Rudy Giuliani, President Donald Trump’s lawyer, may end up being the strongest witness against president we’ve seen thus far. He just may not realize it yet.

In his short stint as Trump’s legal defense attorney, his embarrassing habits have not just been a spectacle — they’ve seemed to raise serious legal problems for the president.

The case where his behavior has seemed most damaging has been in the Stormy Daniels and Karen McDougal hush money cases, for which Trump’s former fixer Michael Cohen has been sentenced to prison. Speaking with “Fox & Friends” on May 3 about the Daniels allegations, Giuliani said, “Imagine if that came out of October 15, 2016, in the middle of the last debate with Hillary Clinton . . . Cohen didn’t even ask. Cohen made it go away. He did his job.”

This implied, clearly, that the payment was a campaign contribution — as Cohen, the parent company of the National Enquirer, and federal prosecutors have all said — which is why it was illegal.

Since Cohen pleaded guilty to the crimes, the president’s team has tried to claim the hush money payments weren’t campaign contributions. But as Washington Post reporter Aaron Blake pointed out Monday, Giuliani’s Sunday ABC News interview actually undermined this argument.

Giuliani tried to claim that, as long as the payments were made for a reason other than the campaign, then they wouldn’t run afoul of election law.

“If there’s another purpose, it’s no longer a campaign contribution — if there’s a personal purpose,” said Giuliani.

But Blake explained why this is wrong:

The law does not say that a campaign finance violation exists only if the “sole purpose” of it is to affect a campaign. In fact, it says a contribution is “any gift, subscription, loan, advance, or deposit of money or anything of value made by any person for the purpose of influencing any election for Federal office.” This definition doesn’t carve out exceptions for things that were also for personal purposes (indeed, if that were the case, basically nothing would qualify). Instead, it says anything with a campaign benefit is a contribution.

So clearly, Giuliani doesn’t understand the law in question. But even worse, his comments appear to be an admission that helping the campaign was a clear purpose of the payment.

When, during his ABC New interview, George Stephanopoulos said that the AMI payment to Karen McDougal would be “clearly illegal” as a campaign contribution, Giuliani said, “No, it would not be.”

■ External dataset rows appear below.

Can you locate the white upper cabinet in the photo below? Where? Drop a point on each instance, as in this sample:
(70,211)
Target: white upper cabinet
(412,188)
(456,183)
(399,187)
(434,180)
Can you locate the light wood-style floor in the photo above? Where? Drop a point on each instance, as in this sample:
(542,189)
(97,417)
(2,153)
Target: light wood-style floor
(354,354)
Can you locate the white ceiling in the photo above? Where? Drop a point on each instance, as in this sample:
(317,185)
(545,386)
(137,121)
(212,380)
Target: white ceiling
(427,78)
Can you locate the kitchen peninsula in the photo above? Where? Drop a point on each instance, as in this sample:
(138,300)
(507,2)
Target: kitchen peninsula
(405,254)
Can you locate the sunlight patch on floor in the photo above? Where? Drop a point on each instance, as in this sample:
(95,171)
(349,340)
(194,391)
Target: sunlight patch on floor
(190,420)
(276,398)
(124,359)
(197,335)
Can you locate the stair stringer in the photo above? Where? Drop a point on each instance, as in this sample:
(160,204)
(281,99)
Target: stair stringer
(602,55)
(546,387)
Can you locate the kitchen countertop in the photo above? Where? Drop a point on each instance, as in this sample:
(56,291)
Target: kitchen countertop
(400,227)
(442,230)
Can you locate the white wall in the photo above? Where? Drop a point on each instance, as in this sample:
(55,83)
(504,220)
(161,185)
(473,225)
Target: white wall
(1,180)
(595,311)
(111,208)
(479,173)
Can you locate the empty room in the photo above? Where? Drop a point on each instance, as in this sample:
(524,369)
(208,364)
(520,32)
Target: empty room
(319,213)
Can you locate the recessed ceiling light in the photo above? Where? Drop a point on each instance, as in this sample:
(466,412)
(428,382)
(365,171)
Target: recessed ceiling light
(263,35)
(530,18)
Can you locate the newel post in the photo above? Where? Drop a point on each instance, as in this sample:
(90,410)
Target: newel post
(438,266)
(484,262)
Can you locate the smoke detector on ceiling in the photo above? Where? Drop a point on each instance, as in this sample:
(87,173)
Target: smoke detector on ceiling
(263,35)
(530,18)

He continued: “It’s not a contribution. It’s not a contribution if it’s intended for a purpose in addition to the campaign purpose.”

This would seem to be a clear admission that the AMI payment was made, at least in part, for a campaign purpose. Since Giuliani is wrong that any additional purpose excludes the payment from being a campaign contribution, it seems nearly certain that he just admitted his client broke the law.